She reached for a sword that was, once again, not at her side. And Kelvin once again emerged from the shadows. “That’s a habit you ought to break around here,” he said. “Come; we don’t have much time.” He motioned for her to follow, and he walked at a brisk pace.

“For what?” she said, hurrying to keep up with him.

“I negotiated fifteen minutes of time with you,” he said. “Alone.
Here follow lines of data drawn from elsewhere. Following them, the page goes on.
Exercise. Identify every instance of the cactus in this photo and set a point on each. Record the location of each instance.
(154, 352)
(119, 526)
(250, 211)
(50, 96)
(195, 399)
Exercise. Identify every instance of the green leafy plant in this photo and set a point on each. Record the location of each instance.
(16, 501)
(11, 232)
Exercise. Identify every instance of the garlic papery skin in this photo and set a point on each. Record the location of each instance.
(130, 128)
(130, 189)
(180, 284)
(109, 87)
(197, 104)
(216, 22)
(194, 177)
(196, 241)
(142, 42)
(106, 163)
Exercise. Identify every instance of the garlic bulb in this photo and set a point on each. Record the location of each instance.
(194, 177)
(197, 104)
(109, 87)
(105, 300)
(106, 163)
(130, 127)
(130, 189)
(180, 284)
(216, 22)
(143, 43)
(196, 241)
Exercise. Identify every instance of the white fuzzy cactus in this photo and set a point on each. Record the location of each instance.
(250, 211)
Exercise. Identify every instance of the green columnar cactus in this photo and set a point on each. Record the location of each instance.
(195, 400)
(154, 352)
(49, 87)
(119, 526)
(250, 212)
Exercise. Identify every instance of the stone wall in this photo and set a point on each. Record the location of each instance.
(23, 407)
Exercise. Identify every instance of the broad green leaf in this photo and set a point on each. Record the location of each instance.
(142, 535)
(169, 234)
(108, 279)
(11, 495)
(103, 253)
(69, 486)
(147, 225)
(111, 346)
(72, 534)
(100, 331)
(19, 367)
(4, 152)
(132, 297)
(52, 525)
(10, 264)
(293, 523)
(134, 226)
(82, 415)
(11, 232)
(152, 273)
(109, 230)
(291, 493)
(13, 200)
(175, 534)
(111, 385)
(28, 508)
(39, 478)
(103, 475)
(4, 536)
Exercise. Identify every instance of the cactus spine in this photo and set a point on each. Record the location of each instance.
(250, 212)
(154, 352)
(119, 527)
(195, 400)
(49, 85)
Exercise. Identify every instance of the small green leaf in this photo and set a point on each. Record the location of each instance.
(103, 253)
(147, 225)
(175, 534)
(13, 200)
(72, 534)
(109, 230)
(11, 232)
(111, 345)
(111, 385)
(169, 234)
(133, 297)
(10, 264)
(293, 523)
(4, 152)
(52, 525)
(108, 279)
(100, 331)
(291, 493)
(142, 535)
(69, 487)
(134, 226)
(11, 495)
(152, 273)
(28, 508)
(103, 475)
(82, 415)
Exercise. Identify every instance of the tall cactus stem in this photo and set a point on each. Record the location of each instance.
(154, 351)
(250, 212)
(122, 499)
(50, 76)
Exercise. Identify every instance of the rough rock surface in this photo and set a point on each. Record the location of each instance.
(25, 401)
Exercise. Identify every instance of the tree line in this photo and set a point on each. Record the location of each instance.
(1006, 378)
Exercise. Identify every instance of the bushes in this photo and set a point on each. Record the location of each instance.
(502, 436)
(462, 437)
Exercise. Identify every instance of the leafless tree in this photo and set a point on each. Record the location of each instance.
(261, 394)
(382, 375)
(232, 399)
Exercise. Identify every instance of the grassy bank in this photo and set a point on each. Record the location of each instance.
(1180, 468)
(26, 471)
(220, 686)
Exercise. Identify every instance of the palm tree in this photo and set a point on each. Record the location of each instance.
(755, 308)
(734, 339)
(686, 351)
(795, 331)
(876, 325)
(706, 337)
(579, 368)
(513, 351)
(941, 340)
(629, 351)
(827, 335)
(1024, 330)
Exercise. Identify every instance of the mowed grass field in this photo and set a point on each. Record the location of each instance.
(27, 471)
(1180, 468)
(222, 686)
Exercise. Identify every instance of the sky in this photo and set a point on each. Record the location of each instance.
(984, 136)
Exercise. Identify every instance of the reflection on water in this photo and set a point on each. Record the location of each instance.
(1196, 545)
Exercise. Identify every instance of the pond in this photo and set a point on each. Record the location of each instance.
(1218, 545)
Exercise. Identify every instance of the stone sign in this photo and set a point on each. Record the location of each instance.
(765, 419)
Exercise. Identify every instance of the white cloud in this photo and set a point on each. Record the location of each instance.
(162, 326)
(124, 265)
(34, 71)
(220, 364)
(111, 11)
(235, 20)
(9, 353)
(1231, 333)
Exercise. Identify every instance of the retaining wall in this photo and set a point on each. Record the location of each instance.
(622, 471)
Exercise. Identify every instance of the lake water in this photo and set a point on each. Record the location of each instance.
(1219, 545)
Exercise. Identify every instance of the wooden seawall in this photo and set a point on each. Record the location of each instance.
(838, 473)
Shall I escort you back to your room?”

Mara’s answer was a girlish giggle – another “habit” she made a note to break.


Only 30 seconds of their precious time was lost making it back to the guest room. The two burst inside together and wasted no time burying each other in kisses and an unbreakable embrace. After several minutes of this, it was only the distant sound of other voices in other parts of the castle that prompted Kelvin to tear himself away, but only to slam the door shut before diving back in. Several minutes more before Mara’s unerring ability to worry about things prompted her to ease up, but only a little this time.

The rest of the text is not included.